Тони гладит ее мордочку, а она глядит на него с грустью, прекрасной грустью оленей. Он идет к воротам и снимает жердину, подпирающую грубую деревянную загородку.
– Там ты будешь страдать, тебе придется убегать от страшных хищников, придется добывать себе пищу в поте рогов твоих… Но ты хочешь быть свободной.
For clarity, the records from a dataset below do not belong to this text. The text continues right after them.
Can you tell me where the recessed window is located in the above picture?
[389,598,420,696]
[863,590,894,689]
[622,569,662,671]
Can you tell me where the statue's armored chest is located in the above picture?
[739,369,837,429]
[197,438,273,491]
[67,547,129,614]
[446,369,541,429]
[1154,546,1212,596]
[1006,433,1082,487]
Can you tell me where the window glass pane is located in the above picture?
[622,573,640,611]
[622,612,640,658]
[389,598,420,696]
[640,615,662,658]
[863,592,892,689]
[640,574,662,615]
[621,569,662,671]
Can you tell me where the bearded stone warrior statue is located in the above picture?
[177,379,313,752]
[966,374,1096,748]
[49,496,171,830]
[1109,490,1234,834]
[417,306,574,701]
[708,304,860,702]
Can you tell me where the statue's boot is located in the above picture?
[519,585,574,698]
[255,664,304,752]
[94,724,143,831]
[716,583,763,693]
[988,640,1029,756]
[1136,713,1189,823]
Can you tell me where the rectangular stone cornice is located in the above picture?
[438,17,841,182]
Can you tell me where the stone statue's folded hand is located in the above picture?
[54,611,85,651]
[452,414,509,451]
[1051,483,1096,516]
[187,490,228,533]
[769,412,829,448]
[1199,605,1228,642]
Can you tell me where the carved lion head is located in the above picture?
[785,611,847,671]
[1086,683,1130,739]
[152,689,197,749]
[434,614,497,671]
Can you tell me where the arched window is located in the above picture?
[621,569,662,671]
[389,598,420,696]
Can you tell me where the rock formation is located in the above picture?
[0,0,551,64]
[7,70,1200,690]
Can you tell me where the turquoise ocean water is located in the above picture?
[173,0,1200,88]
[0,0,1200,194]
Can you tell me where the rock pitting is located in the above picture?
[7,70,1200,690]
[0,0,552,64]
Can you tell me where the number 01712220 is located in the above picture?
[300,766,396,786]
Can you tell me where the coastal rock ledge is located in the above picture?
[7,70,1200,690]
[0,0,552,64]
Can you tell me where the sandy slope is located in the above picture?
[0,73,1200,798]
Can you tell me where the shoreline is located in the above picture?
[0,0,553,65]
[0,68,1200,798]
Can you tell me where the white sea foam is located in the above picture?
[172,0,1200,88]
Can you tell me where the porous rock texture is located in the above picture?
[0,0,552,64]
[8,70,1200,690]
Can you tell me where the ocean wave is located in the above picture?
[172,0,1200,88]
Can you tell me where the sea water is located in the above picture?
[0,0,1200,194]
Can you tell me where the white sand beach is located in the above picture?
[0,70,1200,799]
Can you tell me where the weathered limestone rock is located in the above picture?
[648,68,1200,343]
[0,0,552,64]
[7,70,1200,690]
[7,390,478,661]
Нефертити смотрит на него.
– Ты храбрая девочка.
Как только он поднимает загородку, газель молнией бросается вперед. Без капли сомнения. Не останавливаясь. Не оглядываясь. Вскоре это уже только точка, теряющаяся вдали: она бежит навстречу своей судьбе.
Он так долго глядит ей вслед, что опускается ночь, и его пробирает дрожь.
«А что с моей собственной судьбой? – спрашивает он себя. – Этот аэродром в глуши, далекий от всего на свете, разве не тот же загон, что защищает меня от настоящей жизни?»
Что стало с любовью? Лулу убежала так же стремительно, как и газель. Нужно ли ему нестись за ней галопом? Нужно ли бежать в противоположную сторону в поисках другой любви? Ответа он не знает. А еще спрашивает себя, должен ли он довольствоваться тем, чтобы жизнь описывать, или стоит броситься в жизнь с головой, чтобы жить.
Солнце садится в море за той полуразрушенной морской тюрьмой, где стражу несут уже только акулы, и он чувствует, что настал час возвращаться. Хотя и не знает куда.
Утром он посылает телеграмму директору по эксплуатации с просьбой освободить его от должности начальника авиабазы в Кап-Джуби.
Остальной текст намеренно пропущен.